Celebrate Black History Month With These Virtual Events

The National Museum of American History offers plenty of ways to celebrate Black history from the comfort of your home

Portrait: Michael Ochs Archives/Getty Images; Background: Steve Taylor/EyeEm/Getty Images; Illustration by Shaylyn Esposito

Thursday, February 10

Who Counts as a Philanthropist? A Conversation About Black Philanthropy
Free with online registration
3 p.m. ET

From Richard Allen, the formerly enslaved founder of the African Methodist Episcopal Church, to Madame C.J. Walker, the country’s first female self-made millionaire and noted educator Nannie Helen Burroughs, museum curators and guest historians will introduce and discuss historically overlooked philanthropic contributions of African Americans. Drawing on groundbreaking scholarship by Tanisha C. Ford, Ph.D. and Tyrone McKinley Freeman, Ph.D. in discussion with Curators Amanda B. Moniz, Ph.D., and Modupe Labode, Ph.D., the program will examine the intertwined history of philanthropy, business, and social justice. The program will also feature a Q&A with the audience.  

Tuesday, February 1

Food History Wikipedia Edit-a-thon
1 p.m. ET

Learn to create and add to Wikipedia entries about Black Women in food history in this edit-a-thon. During this training, attendees of all experience levels will learn the basics of how to edit Wikipedia by updating articles related to Black women in food history in the United States.

Week of February 7

HistoryTime: Elizabeth Keckley 

Our latest HistoryTime video will launch during the week of February 7 and will feature the story of dressmaker, businesswoman, and philanthropist, Elizabeth Keckley. We will use Keckley’s story and examples of her work as Mary Todd Lincoln’s modiste. HistoryTime videos are designed for children ages 5-8 and adults in their lives. 

Wednesday, February 9

Innovative Lives: Nathaniel Mathis
4 p.m. ET

The 2022 series of Innovative Lives kicks off during Black History Month with Nathaniel “The Bush Doctor” Mathis, an inventor, barber-stylist and winner of international hairstyling competitions. Mathis popularized Afros and Cornrows, hairstyles that are synonymous with Black identity and empowerment. He also patented several useful tools for barbers, including a specialized apron and utility shelf. This discussion will be moderated by curator Fath Davis Ruffins.

Tuesday, February 22

Bakers Against Racism: The Power of Community Activism through Food with Guest Chef Paola Velez
Free with online registration
Virtual cooking demonstration at 6:45 p.m. ET

Chef Paola Velez, co-founder of Bakers Against Racism, will share a recipe from her home kitchen that reflects and embodies her identity as an Afro-Latina chef rooted in her family’s Dominican heritage. She will discuss her organizing efforts through Bakers Against Racism, an international movement that swept across social media in 2020, and her belief that no matter how small, every effort counts—including small-scale bake sales—in raising awareness and garnering support to end racism. 

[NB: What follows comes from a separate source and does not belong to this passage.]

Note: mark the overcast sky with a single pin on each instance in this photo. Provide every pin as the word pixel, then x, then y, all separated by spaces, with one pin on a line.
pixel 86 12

This program is free and registration will open through the Smithsonian Associates website in January.

Thursday, February 24

Release of "Collected: Black Feminism Re-rooted" Podcast

 "Collected," is a new podcast from the museum's African American History Curatorial Collective and will launch Feb. 24. Hosted by Curators Krystal Klingenberg and Crystal Moten, the six-episode season will feature interviews with notable Black feminists including Barbara Smith, Brittney Cooper and Keeanga-Yamahtta Taylor. The hosts and guests will break down core Black feminist ideas such as “intersectionality,” “self-care,” and “identity politics." "Collected" will present scholarship and accessible social justice concepts for listeners interested in working towards a more inclusive, equitable society. For details, please visit the museum's website for updates in February. 

Thursday, February 24

Joe Wilder: The Pretty Sound virtual concert
7 p.m. ET

American jazz trumpeter, bandleader, composer, and NEA Jazz Master Joseph Benjamin Wilder (1922–2014) left a broad footprint that still resonates in the world of music today. Wilder received accolades for his performances with Count Basie and many other fellow greats. Wilder recorded throughout his career, starting with "Wilder ’n’ Wilder" in 1956 through "Among Friends" in 2003.

Celebrating Wilder’s unique talents during what would be his 100th year, the SJMO’s Small Band performs songs from Wilder’s debut album, his 1959 cult classic "The Pretty Sound of Joe Wilder," and more. This program is produced in partnership with the Smithsonian Associates.